La France s’apprête à engager un important tour de vis budgétaire. Le gouvernement veut économiser plusieurs dizaines de milliards d’euros l’an prochain afin de réduire le déficit public. Sans mesures correctrices, celui-ci risque au contraire de se creuser davantage. Dans le même temps, l’inquiétude grandit parmi les investisseurs face à l’ampleur de la dette publique française.

La France veut économiser plusieurs dizaines de milliards d’euros

Le Premier ministre Sébastien Lecornu a annoncé que le gouvernement français entendait réaliser 54 milliards d’euros d’économies l’an prochain.
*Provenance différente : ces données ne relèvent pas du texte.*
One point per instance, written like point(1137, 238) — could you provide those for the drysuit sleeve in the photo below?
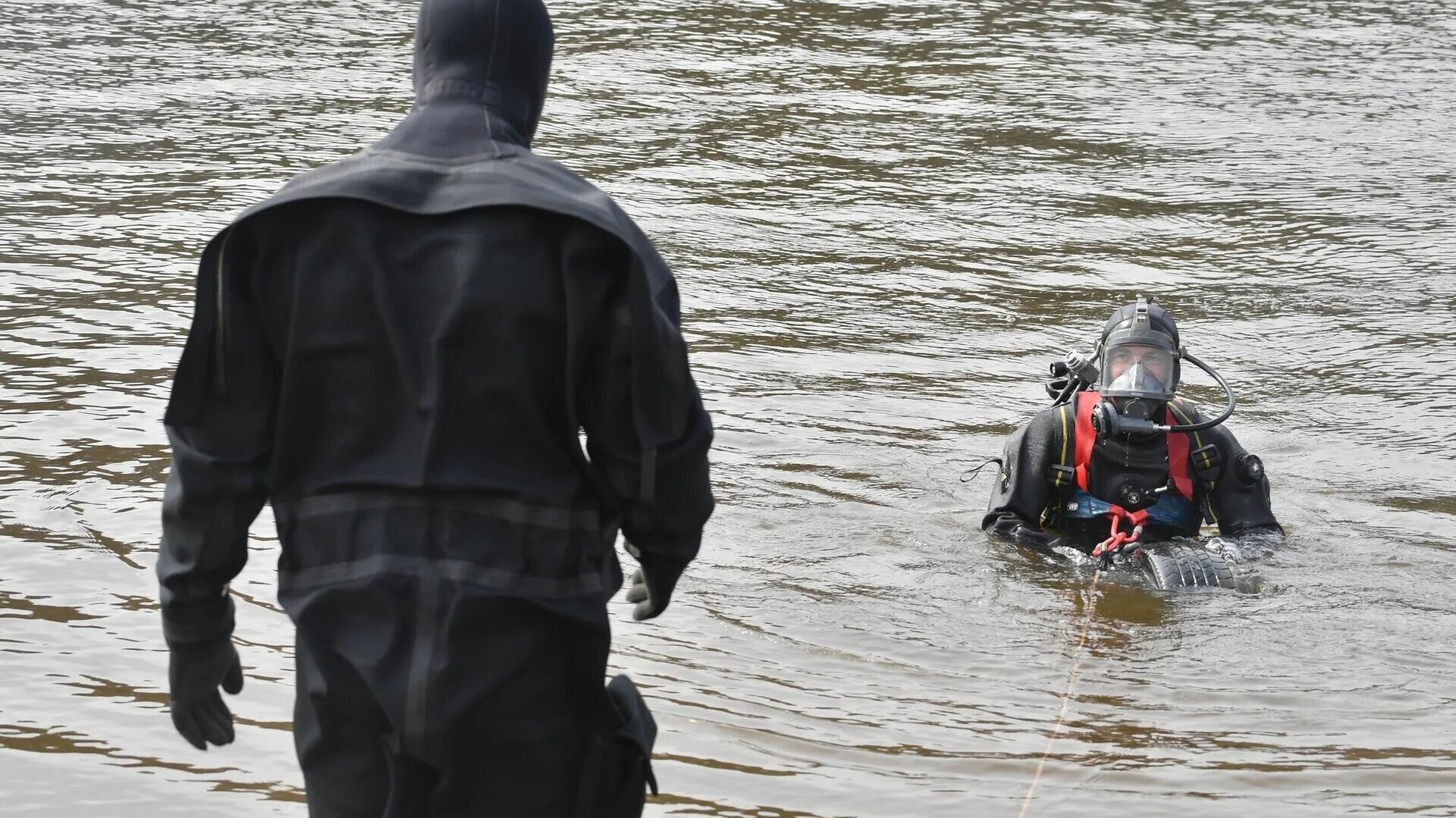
point(666, 527)
point(218, 422)
point(1238, 500)
point(1021, 490)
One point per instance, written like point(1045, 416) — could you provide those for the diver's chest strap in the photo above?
point(1087, 437)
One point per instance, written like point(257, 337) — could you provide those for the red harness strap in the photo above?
point(1085, 437)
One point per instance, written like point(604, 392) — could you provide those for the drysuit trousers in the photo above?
point(428, 699)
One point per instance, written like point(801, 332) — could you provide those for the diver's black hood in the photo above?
point(481, 73)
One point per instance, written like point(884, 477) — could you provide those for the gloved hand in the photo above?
point(651, 585)
point(197, 708)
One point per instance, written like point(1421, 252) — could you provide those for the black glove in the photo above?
point(197, 708)
point(653, 584)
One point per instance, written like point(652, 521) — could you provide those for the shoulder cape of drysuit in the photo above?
point(509, 175)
L’objectif est de ramener le déficit public d’environ 5,5 % du produit intérieur brut (PIB) à 5 %.

Ce niveau resterait nettement supérieur à la règle européenne. Au sein de l’Union européenne, le déficit public annuel est en principe plafonné à 3 % du PIB.

Selon Sébastien Lecornu, des mesures sont indispensables. Sans effort supplémentaire, le déficit français pourrait atteindre 6,5 % l’an prochain.

Le Premier ministre a déclaré au Figaro que ces économies permettraient de freiner nettement la progression de la dépense publique.

Une large part de l’effort doit porter sur l’État lui-même. Le ministre des Finances Roland Lescure souhaite notamment mettre fin à l’indexation automatique sur l’inflation de certaines pensions publiques et rémunérations.

Les dépenses des collectivités locales seraient également gelées, tout comme certaines dépenses sociales. De nombreux détails du plan d’économies restent toutefois à préciser.

La dette publique française suscite des inquiétudes croissantes

La situation financière de la France est sous pression depuis plusieurs années. La dette publique atteint désormais environ 118 % du PIB, soit près du double de la valeur de référence européenne fixée à 60 %.

Dans un rapport remis plus tôt cette année au ministère français des Finances, des économistes ont averti que la dette pourrait rapidement continuer à augmenter en l’absence de nouvelles mesures. Dans ce scénario, elle atteindrait environ 130 % du PIB en 2030.

Ces inquiétudes se reflètent désormais aussi sur le marché obligataire. Le taux des emprunts d’État français à dix ans s’élève à 4,47 %.

La France paie ainsi actuellement un taux supérieur à celui de l’Italie, où le rendement comparable s’établit à 4,37 %. Un constat notable, alors même que la dette publique italienne, à environ 138 % du PIB, reste sensiblement plus élevée.

L’écart s’explique notamment par la trajectoire du déficit. Le gouvernement italien parvient à mieux le maîtriser, tandis que la France peine à remettre ses finances publiques en ordre.

Un bras de fer politique s’annonce autour des économies budgétaires

Il n’est pas encore certain que l’ensemble du paquet soit adopté. Le Parlement français doit examiner les mesures le mois prochain.

Le calendrier est politiquement sensible. La campagne pour l’élection présidentielle d’avril a déjà commencé. Dans le même temps, le gouvernement est poussé à dégager au contraire des moyens supplémentaires pour compenser la hausse des coûts de l’énergie.

La situation au Moyen-Orient rend en outre plus difficile, selon Roland Lescure, un retour du déficit à 5 % dès cette année. La pression sur le budget sera donc encore plus forte l’an prochain.

Pour les investisseurs, l’enjeu ne se limite pas aux 54 milliards d’euros d’économies annoncés. L’évolution des taux français et de la dette publique dépendra aussi des mesures budgétaires finalement retenues et de la réaction du Parlement.